Perfekt gemahlen für die Kaffeezubereitung

Überrascht sind wir von der neuen Generation der Kaffeemühlen – für eine echte Kennerschaft sind diese Geräte bekanntermaßen unerlässlich: Erst jeweils frisch gemahlene Kaffeebohnen machen jede Art des Aufbrühens zum Geschmackserlebnis. „Zurück-zu-den-Wurzeln“, stellen wir auch hier fest – man sieht jetzt wieder viele Handkaffeemühlen. Unterm modernen Design steckt bei diesen bewährt-verfeinerte Technik, die mit der Kurbel bequem zu handhaben ist. Wer auf ein Keramikmahlwerk schwört, nimmt die manuelle Kaffeemühle von Crush Grind zur Hand. Elektrische Kaffeemühlen hingegen decken die zahlreichen Mahlgrade von fein bis grob äußerst präzise ab und sind daher besonders geeignet für das Mahlen von Espressobohnen, da nur ausgesprochen feines Kaffeepulver Espressomaschinen und -kocher ihr Bestes geben lässt. Das weiß auch das deutsche Familienunternehmen Cloer, wo seit Generationen bei elektrischen Kaffeemühlen Maßstäbe gesetzt werden, aktuell mit Mahlwerken für extrem homogene Ergebnisse. Von Smeg gibt es italienische Kaffeemühlen im Retrolook und mit Clou: Die Kaffeebohnen können elektrisch und wahlweise manuell gemahlen werden, etwas, was Feinschmecker auf der Suche nach der besten Kaffeesignatur zu schätzen wissen.
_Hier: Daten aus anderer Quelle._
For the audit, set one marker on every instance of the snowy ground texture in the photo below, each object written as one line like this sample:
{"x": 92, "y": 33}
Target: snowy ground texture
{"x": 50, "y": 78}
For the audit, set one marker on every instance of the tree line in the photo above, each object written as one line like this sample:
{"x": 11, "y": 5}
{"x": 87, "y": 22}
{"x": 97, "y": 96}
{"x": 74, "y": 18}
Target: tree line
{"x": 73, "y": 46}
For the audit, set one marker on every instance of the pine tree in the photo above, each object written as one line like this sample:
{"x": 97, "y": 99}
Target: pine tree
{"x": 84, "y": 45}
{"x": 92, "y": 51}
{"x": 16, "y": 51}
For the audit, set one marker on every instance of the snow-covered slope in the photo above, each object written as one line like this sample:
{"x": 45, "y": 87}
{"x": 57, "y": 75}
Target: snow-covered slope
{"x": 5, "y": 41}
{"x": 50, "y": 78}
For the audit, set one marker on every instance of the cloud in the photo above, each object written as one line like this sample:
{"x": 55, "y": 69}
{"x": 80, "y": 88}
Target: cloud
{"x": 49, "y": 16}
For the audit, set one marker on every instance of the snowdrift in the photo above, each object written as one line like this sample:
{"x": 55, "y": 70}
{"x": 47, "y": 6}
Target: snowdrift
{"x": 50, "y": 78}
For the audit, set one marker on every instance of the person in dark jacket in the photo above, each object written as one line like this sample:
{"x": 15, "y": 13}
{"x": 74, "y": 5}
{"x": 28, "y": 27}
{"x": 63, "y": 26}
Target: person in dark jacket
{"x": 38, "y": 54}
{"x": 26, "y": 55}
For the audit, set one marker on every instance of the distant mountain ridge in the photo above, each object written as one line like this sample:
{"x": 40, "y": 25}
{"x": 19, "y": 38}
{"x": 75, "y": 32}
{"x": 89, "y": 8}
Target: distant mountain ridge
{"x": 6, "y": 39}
1 Smeg Kaffeemühle / 2 Manuelle Kaffeemühle von Crush Grind / 3 Elektrische Kaffeemühle von Cloer

Querdenker und Stromsparer

Immer wenn man meint, es seien alle mechanischen Verfeinerungen und ressourcensparenden Varianten gefunden und ausgereizt, legen die Hersteller von Kaffeemaschinen erstaunliche Innovationen nach. Bestes Beispiel ist die weltweit erste portable All-in-one-Kaffeemaschine, die der koreanische Hersteller Cafflano vorstellt – Keramik-Kegelmahlwerk, Pour Over-Hilfe im Deckel, Filter und Cup in einem. Die einklappbare Kurbel verschwindet platzsparend im Deckel, und durch die modulare Konstruktion sind sämtliche Teile einzeln abschraubbar und mit Drehverschluss schnell zusammengebaut und gereinigt. Mit anderen Worten – eine komplette und übrigens federleichte Kaffee-Brauerei für unterwegs. Oder, noch eine clevere Tüftelei: die Kaffeepresse mit dem Twist von Barista & Co., bei der die Techniken Übergießen und Druckbrühen kombiniert werden – mittels manueller Drehbewegung. Und auch dieser kleine Stromsparer hat es in sich: ein vom israelischen Studio Aroma entwickeltes Kapselgerät, das erste nicht elektrische seiner Art – unschlagbar im Komfort und die Zukunft im Energieverbrauch.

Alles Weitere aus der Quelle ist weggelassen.